Myron mulled that over. “Did that make sense to you?”

“No. I figured that Greg had gotten himself in trouble.”

“What kind of trouble?”

“The kind of trouble where it would look good to be married and have a family. I don’t know exactly what, but Greg didn’t have great impulse control. I thought maybe he’d met an underage girl in some club. Or maybe he screwed someone’s wife again. Yeah, ironic, right? Greg was into that. Sleeping with married women. Lot of them. I told my shrink about it. He’s sure that Greg’s trauma was a byproduct of what we did to him.”

Myron stayed quiet.

“No reply?” she asked.

“No,” Myron said. “None.”

“Anyway, Greg just said he needed to be married. We would go to events together, play the part of the happy couple for the media, the great redemption story, and in exchange he would set up the trusts. I liked that for a lot of reasons. The money obviously. But socially too. Friends don’t invite you places when you’re single. Especially me. You once told me I gave off a sex vibe.”

“Emily, I was young and—”

“Oh, I’m not offended. Jesus. Everyone gets so weird about everything nowadays. I do give off that vibe. I always have. I know it. Anyway, married couples — well, the wives anyway — they don’t want that vibe around their husbands. Not when you’re a single woman, even though, ugh, zero interest on my part. Anyway, it worked. Greg and I Part Two. He did his thing, I did mine.”
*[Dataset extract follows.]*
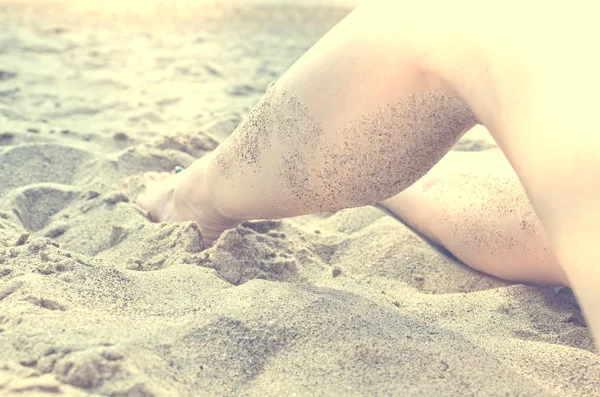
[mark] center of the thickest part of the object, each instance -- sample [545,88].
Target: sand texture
[96,300]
Emily’s eyes were everywhere but on his. That wasn’t like her. Myron said, “You’re not telling me something.”

“I’m working up to it. It was Greg’s private business. I’m not in the mood to drag it out in the open.”

“It’s not ‘in the open.’ You’re only telling me.”
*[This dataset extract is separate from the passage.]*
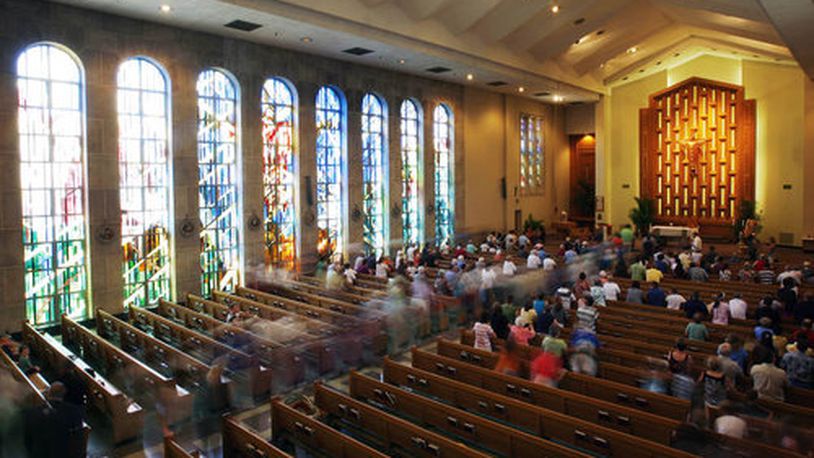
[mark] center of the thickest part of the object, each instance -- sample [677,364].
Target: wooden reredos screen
[698,152]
“That doesn’t make it better. You know that, right? But if Greg’s dead, what does it matter now? And if he’s not dead, if he’s somehow alive...” Emily chewed that over for a bit. Myron gave her space. “Let me show you something.”

Emily took out her mobile phone, her fingers dancing across the screen.

“As Greg got older, he got weirder. I don’t know how else to put it. More reclusive. More online.”

“Greg?”

“Yeah, I know. Doesn’t sound like him, does it? Anyway, so one day he leaves his phone out on the kitchen counter. He’d been on it nonstop the whole morning and I knew his passcode — he always used the same one for everything. So you can guess what I did.”

“Invaded his privacy.”

“Exactly. Anyway, I find he’s got Instagram. This is so foreign to me. Greg. Can you imagine? Greg has an Instagram account.”

“We set it up for him,” Myron said. “It helps with endorsement and branding.”

“No, not that one. I know about the public one. He never goes on that. Esperanza handles that for you, doesn’t she?”

Myron said nothing.

“This is another account. Greg had it under a pseudonym. Here. Take a look.”

Emily didn’t hand him the phone, so Myron went behind her and looked over her shoulder. Strange how the senses remember better than we do, especially smell. He wondered whether she still used the same shampoo, because for a moment he was back in her freshman dorm, her toweling off after a shower, wearing the raggedy old robe he’d brought from home. It didn’t mean anything. It wasn’t as though he wanted to act on it. But it was there and inescapable.

The Instagram profile picture had a University of North Carolina tar heel logo. Greg’s alma mater. The account’s name was UNCHoopsterFan7. UNCHoopsterFan7 followed 390 people — and was followed by twelve.

“It’s probably a sock puppet account,” Myron said.

“What’s that mean?”

“A sort of pseudonym. People pretending they’re someone else. Sometimes they do it for marketing. Like they’ll be the owner of a restaurant and pretend they’re a customer and rave about it. Or political numbnuts who will post ‘Oh I’m super independent’ and then they’ll defend whatever malfeasance their particular candidate is into.”